C’est bien une méthodologie individualiste qui est mise en œuvre ici : le contexte du Nord (P) est différent de celui du Sud (P’). En outre, la conjoncture n’est pas la même au moment où se déploie dans le Sud la stratégie de non-violence et au moment où apparaissent au Nord des formes radicales du mouvement noir. Désignons cette variable conjoncturelle par N/N’. L’analyse consiste dans sa structure à montrer que le système (P,N) a induit de la part des meneurs noirs des stratégies, et de la part de la population noire des attitudes [50] m différentes des stratégies et des attitudes m’ qui se développeront ultérieurement dans le Nord, en raison du contexte P’ et de la conjoncture N’.
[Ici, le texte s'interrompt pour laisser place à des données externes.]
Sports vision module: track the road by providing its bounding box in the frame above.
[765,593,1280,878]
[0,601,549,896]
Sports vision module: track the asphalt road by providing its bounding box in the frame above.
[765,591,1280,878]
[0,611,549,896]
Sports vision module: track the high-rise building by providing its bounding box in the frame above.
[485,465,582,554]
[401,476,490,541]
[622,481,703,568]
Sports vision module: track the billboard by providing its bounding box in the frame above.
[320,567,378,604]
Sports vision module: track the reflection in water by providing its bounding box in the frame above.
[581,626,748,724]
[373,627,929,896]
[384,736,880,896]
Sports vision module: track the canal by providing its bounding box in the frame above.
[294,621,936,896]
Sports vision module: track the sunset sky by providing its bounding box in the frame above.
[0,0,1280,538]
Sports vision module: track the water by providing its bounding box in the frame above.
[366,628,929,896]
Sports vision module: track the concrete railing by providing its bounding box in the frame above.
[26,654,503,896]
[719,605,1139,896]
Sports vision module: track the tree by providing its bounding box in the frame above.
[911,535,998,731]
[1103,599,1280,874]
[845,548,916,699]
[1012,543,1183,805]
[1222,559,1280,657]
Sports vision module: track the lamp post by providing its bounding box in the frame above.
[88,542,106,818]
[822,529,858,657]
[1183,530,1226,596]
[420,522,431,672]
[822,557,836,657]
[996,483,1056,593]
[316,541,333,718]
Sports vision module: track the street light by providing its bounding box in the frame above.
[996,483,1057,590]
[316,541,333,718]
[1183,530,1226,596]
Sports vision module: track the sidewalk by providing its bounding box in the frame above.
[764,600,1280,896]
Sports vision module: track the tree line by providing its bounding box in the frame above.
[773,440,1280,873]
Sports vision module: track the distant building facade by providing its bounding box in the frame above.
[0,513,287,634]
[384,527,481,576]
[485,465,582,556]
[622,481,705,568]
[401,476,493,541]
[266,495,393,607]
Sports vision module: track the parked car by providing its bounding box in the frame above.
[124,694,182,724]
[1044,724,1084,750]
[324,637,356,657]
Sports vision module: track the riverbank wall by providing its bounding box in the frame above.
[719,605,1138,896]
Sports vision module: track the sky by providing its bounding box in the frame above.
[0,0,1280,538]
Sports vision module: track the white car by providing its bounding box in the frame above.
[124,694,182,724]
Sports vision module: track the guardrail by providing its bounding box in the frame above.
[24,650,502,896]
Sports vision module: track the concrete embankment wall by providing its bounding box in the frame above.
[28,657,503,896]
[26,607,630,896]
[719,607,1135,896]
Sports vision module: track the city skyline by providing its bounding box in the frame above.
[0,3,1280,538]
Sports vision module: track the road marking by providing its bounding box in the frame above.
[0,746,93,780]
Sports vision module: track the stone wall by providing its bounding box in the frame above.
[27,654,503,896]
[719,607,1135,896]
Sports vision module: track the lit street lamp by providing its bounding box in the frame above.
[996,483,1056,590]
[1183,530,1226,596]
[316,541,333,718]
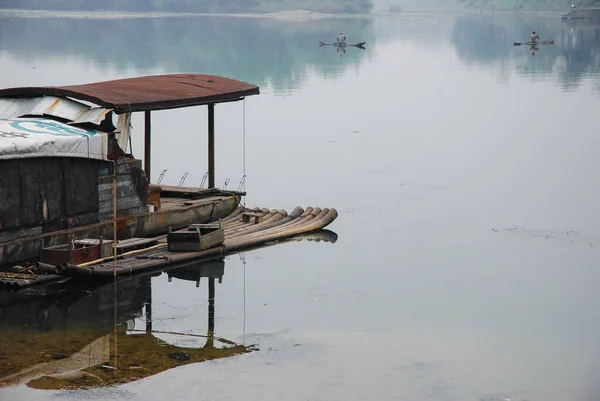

Cet exemple permet incidemment de relever un point important. La méthodologie individualiste n’implique aucune vision atomiste des sociétés. Elle n’interdit pas et elle exige même que les individus soient considérés comme insérés dans un contexte social. En outre, elle invite à traiter comme identiques des individus situés dans la même situation et, ainsi, permet l’analyse des phénomènes collectifs. Mais elle se distingue de la méthodologie holiste en ce qu’elle s’astreint toujours à mettre en évidence les raisons individuelles de ces phénomènes collectifs, et qu’elle refuse, par principe, de traiter un groupe comme un acteur qui, comme l’individu, serait doté d’une identité, d’une conscience et d’une volonté. Et lorsqu’elle traite un groupe comme un individu, c’est qu’elle a de bonnes raisons sociologiques de le faire. Ainsi, la sociologie économique d’aspiration individualiste considérera sans difficulté le groupe familial comme une unité de décision. Enfin, je reviendrai sur ce point, la méthodologie individualiste traite l’individu comme fondamentalement « rationnel ».

Afin de montrer que le paradigme individualiste tient une place importante dans les secteurs les plus variés de la sociologie moderne, j’évoquerai maintenant un chapitre tout différent, celui de la sociologie du développement.

Ici également, on peut aisément déceler la présence d’un mode de pensée de type holiste. Ainsi, des auteurs aussi différents que Margaret Mead et Hoselitz [6] ont prétendu que, s’il était si difficile de tirer les sociétés traditionnelles du sous-développement, cela résultait essentiellement de ce que, dans les sociétés de ce type, les traditions sont si contraignantes et les institutions familiales, religieuses, économiques, etc., si interdépendantes que le progrès économique suppose à la limite un bouleversement complet de leurs structures sociales.

Symétriquement, des auteurs comme Lerner [7] avancent que l’introduction du changement technique ou le développement de l’éducation ou des moyens de communication sont voués, étant donné l’interdépendance étroite des institutions des sociétés traditionnelles, à entraîner un bouleversement général de leurs structures sociales.

[51]

D’autres auteurs, comme Dumont [8], veulent que les sociétés soient dominées par une idéologie – on dirait plus couramment une culture – imprégnant la vie sociale dans son ensemble. L’Inde serait une société organisée autour du principe de l’homo hierarchicus, tandis que les sociétés de l’Occident seraient des sociétés de l’homo æqualis. Si j’évoque les travaux de Dumont, c’est qu’il reprend dans son langage une distinction très classique, celle de l’opposition entre Gemeinschaft et Gesellschaft. À base de la célèbre distinction de Tönnies on trouve, comme chez Dumont, le postulat holiste que les sociétés sont des totalités cohérentes, qu’on peut déterminer les principes fondamentaux de cette cohérence, et qu’il existe des types de sociétés parfaitement discontinus.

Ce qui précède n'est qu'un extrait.